Balance and Sequentiality in Bayesian Analysis

Introduction

  • On Monday, we talked about the Beta-Binomial model for binary outcomes with an unknown probability of success, \pi.

  • We will now discuss sequentality in Bayesian analyses.

  • Working example:

    • In Alison Bechdel’s 1985 comic strip The Rule, a character states that they only see a movie if it satisfies the following three rules (Bechdel 1986):
      • the movie has to have at least two women in it;
      • these two women talk to each other; and
      • they talk about something besides a man.
    • Thinking of movies you’ve watched, what percentage of all recent movies do you think pass the Bechdel test? Is it closer to 10%, 50%, 80%, or 100%?

Introduction: Example

  • Let \pi, a random value between 0 and 1, denote the unknown proportion of recent movies that pass the Bechdel test.

  • Three friends (feminist, clueless, and optimist) have some prior ideas about \pi.

    • Reflecting upon movies that he has seen in the past, the feminist understands that the majority lack strong women characters.
    • The clueless doesn’t really recall the movies they’ve seen, and so are unsure whether passing the Bechdel test is common or uncommon.
    • Lastly, the optimist thinks that the Bechdel test is a really low bar for the representation of women in film, and thus assumes almost all movies pass the test.

Introduction: Example

  • Graph the following priors:
plot_beta(alpha = 1, beta = 1)
plot_beta(alpha = 5, beta = 11)
plot_beta(alpha = 14, beta = 1)
  • Which prior belongs to each friend?
    • Reflecting upon movies that he has seen in the past, the feminist understands that the majority lack strong women characters.
    • The clueless doesn’t really recall the movies they’ve seen, and so are unsure whether passing the Bechdel test is common or uncommon.
    • Lastly, the optimist thinks that the Bechdel test is a really low bar for the representation of women in film, and thus assumes almost all movies pass the test.

Introduction: Example

  • The clueless doesn’t really recall the movies they’ve seen, and so are unsure whether passing the Bechdel test is common or uncommon.

Introduction: Example

  • Reflecting upon movies that he has seen in the past, the feminist understands that the majority lack strong women characters.

Introduction: Example

  • Lastly, the optimist thinks that the Bechdel test is a really low bar for the representation of women in film, and thus assumes almost all movies pass the test.

Introduction: Example

  • The analysts agree to review a sample of n recent movies and record Y, the number that pass the Bechdel test.
    • Because the outcome is yes/no, the binomial distribution is appropriate for the data distribution.
    • We aren’t sure what the population proportion, \pi, is, so we will not restrict it to a fixed value.
      • Because we know \pi \in [0, 1], the beta distribution is appropriate for the prior distribution.
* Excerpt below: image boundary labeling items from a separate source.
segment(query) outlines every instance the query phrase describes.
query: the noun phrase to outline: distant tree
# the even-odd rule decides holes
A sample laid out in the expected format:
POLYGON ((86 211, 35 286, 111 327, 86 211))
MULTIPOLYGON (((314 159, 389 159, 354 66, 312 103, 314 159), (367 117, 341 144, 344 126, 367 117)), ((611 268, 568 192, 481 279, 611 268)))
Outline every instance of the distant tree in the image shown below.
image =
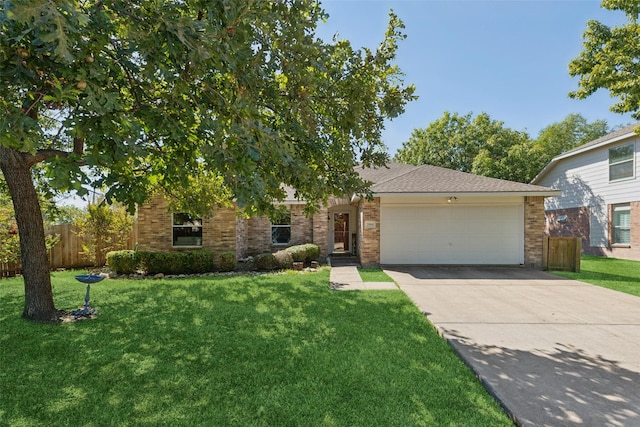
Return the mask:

\begin{align*} Y|\pi &\sim \text{Bin}(n, \pi) \\ \pi &\sim \text{Beta}(\alpha, \beta) \end{align*}

Introduction: Example

  • Because we know \pi \in [0, 1], the beta distribution is appropriate for the prior distribution.
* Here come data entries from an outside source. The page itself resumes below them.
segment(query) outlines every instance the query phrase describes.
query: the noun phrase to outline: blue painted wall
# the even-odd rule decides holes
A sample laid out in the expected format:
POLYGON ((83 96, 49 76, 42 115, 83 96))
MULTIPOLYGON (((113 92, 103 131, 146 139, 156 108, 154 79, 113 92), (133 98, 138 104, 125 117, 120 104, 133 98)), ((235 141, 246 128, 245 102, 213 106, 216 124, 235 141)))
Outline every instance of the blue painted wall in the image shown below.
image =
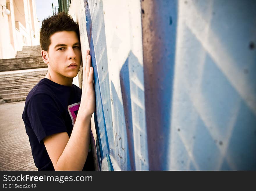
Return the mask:
POLYGON ((256 1, 128 1, 79 23, 100 169, 256 170, 256 1))

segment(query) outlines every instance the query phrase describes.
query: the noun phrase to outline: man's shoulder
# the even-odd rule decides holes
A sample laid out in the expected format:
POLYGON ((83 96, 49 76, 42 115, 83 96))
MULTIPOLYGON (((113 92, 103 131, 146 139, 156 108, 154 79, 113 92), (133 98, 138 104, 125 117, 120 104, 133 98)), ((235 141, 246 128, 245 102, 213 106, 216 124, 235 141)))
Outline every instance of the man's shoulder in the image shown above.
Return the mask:
POLYGON ((46 97, 51 97, 52 90, 45 83, 44 79, 42 79, 31 89, 27 96, 26 102, 28 102, 32 98, 39 95, 46 97))

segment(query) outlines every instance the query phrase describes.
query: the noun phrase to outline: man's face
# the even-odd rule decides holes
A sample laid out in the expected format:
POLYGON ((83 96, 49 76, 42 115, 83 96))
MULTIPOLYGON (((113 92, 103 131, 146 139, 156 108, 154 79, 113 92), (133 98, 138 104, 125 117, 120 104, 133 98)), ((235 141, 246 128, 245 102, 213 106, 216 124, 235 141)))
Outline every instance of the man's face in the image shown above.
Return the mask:
POLYGON ((57 32, 50 39, 48 68, 54 75, 61 78, 76 76, 81 57, 80 43, 76 33, 74 31, 57 32))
\begin{align*} Y|\pi &\sim \text{Bin}(n, \pi) \\ \pi &\sim \text{Beta}(\alpha, \beta) \end{align*}

  • From the previous chapter, we know that this results in the following posterior distribution

\pi | (Y=y) \sim \text{Beta}(\alpha+y, \beta+n-y)

Introduction: Example

  • Wait!!
    • Everyone gets their own prior?
    • … is there a “correct” prior?
    • …… is the Bayesian world always this subjective?

Introduction: Example

  • More clearly defined questions that we can actually answer:
    • To what extent might different priors lead the analysts to three different posterior conclusions about the Bechdel test?
      • How might this depend upon the sample size and outcomes of the movie data they collect?
    • To what extent will the analysts’ posterior understandings evolve as they collect more and more data?
    • Will they ever come to agreement about the representation of women in film?!
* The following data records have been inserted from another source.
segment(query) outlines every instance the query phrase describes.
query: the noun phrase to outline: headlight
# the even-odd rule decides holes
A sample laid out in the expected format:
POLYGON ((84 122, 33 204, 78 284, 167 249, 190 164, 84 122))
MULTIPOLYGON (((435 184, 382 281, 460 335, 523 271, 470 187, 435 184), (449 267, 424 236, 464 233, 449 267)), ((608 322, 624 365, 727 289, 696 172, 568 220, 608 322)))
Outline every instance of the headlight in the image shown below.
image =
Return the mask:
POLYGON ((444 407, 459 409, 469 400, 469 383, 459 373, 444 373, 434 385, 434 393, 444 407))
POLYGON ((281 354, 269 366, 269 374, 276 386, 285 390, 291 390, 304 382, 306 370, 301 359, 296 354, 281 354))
Different Priors \to Different Posteriors

  • The differing prior means show disagreement about whether \pi is closer to 0 or 1.

  • The differing levels of prior variability show that the analysts have different degrees of certainty in their prior information.

Different Priors \to Different Posteriors

  • Informative prior: reflects specific information about the unknown variable with high certainty, i.e., low variability.

Different Priors \to Different Posteriors

  • Vague or diffuse prior: reflects little specific information about the unknown variable.
    • A flat prior, which assigns equal prior plausibility to all possible values of the variable, is a special case.
    • This is effectively saying “🤷.”

Different Priors \to Different Posteriors

  • Okay, great - we have different priors.
    • How do the different priors affect the posterior?
  • We have data from FiveThirtyEight, reporting results of the Bechdel test.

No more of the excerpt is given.